The remainder of the morning was spent familiarizing the women with the weapons. Safety had been Hiram’s main concern in turning over such powerful tools to such green hands. “Don’t point a weapon at anything you don’t intend to kill,” he told them over and over again, with Deborah by his side translating. “Don’t put your finger on the trigger unless you are ready to fire.” They listened well and learned quickly. By lunchtime, Hiram began to trust his new team without much hesitation.
It took most of the afternoon for the women to become comfortable with the weapons.

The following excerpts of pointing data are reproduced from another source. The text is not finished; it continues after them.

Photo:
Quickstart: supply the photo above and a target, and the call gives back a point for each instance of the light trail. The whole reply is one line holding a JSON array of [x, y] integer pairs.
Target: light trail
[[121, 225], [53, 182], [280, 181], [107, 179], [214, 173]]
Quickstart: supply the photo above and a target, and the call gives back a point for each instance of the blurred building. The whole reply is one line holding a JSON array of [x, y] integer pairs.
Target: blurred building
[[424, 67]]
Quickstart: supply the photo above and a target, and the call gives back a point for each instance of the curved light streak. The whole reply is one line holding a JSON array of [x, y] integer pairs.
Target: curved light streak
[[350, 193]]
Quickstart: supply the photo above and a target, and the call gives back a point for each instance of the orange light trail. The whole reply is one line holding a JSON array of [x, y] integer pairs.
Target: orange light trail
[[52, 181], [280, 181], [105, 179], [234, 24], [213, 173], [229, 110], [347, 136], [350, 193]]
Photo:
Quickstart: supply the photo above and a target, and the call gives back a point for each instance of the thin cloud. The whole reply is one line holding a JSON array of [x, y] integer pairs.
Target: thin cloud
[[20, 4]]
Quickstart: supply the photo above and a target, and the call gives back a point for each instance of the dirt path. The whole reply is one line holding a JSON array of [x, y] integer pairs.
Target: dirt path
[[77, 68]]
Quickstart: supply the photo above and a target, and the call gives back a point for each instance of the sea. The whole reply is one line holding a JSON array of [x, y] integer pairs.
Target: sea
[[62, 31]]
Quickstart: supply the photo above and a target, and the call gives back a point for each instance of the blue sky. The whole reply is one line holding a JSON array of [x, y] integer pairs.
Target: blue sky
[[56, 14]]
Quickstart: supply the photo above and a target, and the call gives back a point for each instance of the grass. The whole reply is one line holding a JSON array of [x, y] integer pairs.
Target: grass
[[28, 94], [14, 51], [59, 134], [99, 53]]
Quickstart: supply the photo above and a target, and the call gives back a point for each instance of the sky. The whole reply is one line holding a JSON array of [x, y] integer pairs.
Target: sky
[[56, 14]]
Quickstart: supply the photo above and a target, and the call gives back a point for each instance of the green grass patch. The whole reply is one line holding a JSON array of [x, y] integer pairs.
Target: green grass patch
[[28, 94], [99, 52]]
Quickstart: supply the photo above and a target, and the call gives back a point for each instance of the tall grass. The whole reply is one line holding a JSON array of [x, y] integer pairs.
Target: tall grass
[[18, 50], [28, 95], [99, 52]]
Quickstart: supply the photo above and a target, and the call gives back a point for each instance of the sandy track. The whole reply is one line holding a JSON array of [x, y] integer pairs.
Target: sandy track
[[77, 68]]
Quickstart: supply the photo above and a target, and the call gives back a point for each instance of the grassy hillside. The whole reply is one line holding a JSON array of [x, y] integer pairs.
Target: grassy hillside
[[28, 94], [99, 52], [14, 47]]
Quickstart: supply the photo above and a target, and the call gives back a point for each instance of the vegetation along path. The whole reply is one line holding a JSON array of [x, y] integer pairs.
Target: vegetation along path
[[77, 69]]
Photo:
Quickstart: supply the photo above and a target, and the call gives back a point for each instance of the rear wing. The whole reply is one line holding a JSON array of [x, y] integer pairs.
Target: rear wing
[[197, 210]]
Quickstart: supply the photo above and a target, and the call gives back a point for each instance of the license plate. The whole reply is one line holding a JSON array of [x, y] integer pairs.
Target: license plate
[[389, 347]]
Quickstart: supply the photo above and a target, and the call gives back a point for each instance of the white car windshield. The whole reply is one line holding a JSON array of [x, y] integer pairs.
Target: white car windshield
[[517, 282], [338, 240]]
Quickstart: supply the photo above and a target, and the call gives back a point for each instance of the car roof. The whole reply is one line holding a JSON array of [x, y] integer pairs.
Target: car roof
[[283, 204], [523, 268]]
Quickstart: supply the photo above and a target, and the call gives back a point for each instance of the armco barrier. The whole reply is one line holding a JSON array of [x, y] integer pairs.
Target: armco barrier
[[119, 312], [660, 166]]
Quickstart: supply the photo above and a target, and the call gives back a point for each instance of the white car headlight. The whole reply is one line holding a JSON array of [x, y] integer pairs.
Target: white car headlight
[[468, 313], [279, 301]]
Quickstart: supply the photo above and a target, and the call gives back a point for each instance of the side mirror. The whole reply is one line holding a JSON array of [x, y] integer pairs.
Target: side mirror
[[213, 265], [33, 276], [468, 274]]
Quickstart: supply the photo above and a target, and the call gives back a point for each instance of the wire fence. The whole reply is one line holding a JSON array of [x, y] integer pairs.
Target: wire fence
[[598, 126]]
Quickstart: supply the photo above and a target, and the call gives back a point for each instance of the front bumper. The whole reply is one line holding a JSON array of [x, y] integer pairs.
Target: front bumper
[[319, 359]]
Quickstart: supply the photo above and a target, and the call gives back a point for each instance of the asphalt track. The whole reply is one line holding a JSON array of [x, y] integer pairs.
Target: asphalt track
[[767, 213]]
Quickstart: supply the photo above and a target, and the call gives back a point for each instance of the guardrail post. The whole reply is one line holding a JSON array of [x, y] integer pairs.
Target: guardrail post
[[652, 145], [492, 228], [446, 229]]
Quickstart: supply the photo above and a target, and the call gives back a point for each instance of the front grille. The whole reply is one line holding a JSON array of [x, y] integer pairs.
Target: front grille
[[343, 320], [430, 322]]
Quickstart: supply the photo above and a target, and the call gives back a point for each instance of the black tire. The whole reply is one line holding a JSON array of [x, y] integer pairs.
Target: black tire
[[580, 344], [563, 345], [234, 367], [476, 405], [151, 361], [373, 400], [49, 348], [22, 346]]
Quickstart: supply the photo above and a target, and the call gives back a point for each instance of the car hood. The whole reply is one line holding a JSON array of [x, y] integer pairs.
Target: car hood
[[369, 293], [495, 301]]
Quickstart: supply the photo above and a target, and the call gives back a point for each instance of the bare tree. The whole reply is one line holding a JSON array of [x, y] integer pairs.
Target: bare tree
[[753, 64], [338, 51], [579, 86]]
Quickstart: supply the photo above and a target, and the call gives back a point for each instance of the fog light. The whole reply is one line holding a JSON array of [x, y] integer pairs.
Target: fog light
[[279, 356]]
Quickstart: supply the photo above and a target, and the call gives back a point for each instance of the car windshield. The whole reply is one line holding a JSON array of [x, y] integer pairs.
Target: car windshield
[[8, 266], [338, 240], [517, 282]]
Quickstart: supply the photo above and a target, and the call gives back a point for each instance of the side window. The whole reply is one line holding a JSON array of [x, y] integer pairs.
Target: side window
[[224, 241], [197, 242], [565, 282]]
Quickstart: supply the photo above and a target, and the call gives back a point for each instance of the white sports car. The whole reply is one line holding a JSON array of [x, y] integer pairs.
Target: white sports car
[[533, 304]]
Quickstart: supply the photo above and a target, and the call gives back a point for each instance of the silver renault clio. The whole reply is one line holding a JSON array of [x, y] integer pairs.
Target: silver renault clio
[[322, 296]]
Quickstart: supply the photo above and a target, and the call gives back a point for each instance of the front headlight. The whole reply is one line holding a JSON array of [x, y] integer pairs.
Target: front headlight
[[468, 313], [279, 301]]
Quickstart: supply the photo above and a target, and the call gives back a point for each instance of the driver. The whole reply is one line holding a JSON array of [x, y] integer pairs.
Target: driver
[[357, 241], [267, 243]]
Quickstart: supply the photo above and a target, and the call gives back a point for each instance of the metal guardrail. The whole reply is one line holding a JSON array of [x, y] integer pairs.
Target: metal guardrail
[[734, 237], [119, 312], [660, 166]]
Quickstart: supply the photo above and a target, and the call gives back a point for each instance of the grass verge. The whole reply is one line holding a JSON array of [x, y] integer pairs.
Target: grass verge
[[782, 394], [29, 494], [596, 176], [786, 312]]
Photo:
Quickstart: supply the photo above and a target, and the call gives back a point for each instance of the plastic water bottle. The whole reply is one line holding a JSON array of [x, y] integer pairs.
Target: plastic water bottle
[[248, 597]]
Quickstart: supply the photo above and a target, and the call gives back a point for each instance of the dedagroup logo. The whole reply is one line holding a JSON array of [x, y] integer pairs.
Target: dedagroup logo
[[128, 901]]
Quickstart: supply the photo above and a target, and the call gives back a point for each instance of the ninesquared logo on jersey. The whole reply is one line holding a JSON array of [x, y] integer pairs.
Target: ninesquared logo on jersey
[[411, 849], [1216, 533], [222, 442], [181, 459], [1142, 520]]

The M22’s quiet design and minimal recoil certainly helped. After the initial how-to on proper loading, Hiram allowed for a short period of target practice. He walked behind them, Deborah at his side, watching them at work. Firing. Reloading. Firing again. A few of the women fired tight shot groups after only a handful of rounds. By the time he made the call to end the exercise, he had identified the best shots among them: Ester, Lea, Frieda, Ellen, and even Danette. Hiram intended to test their skill. He wanted all thirty of these women, otherwise inexperienced in combat, to be able to protect themselves. Even if they presented little skill in the initial session, he needed them all to know how to put down an assailant. He needed to make sure Danette made it out of this mess alive.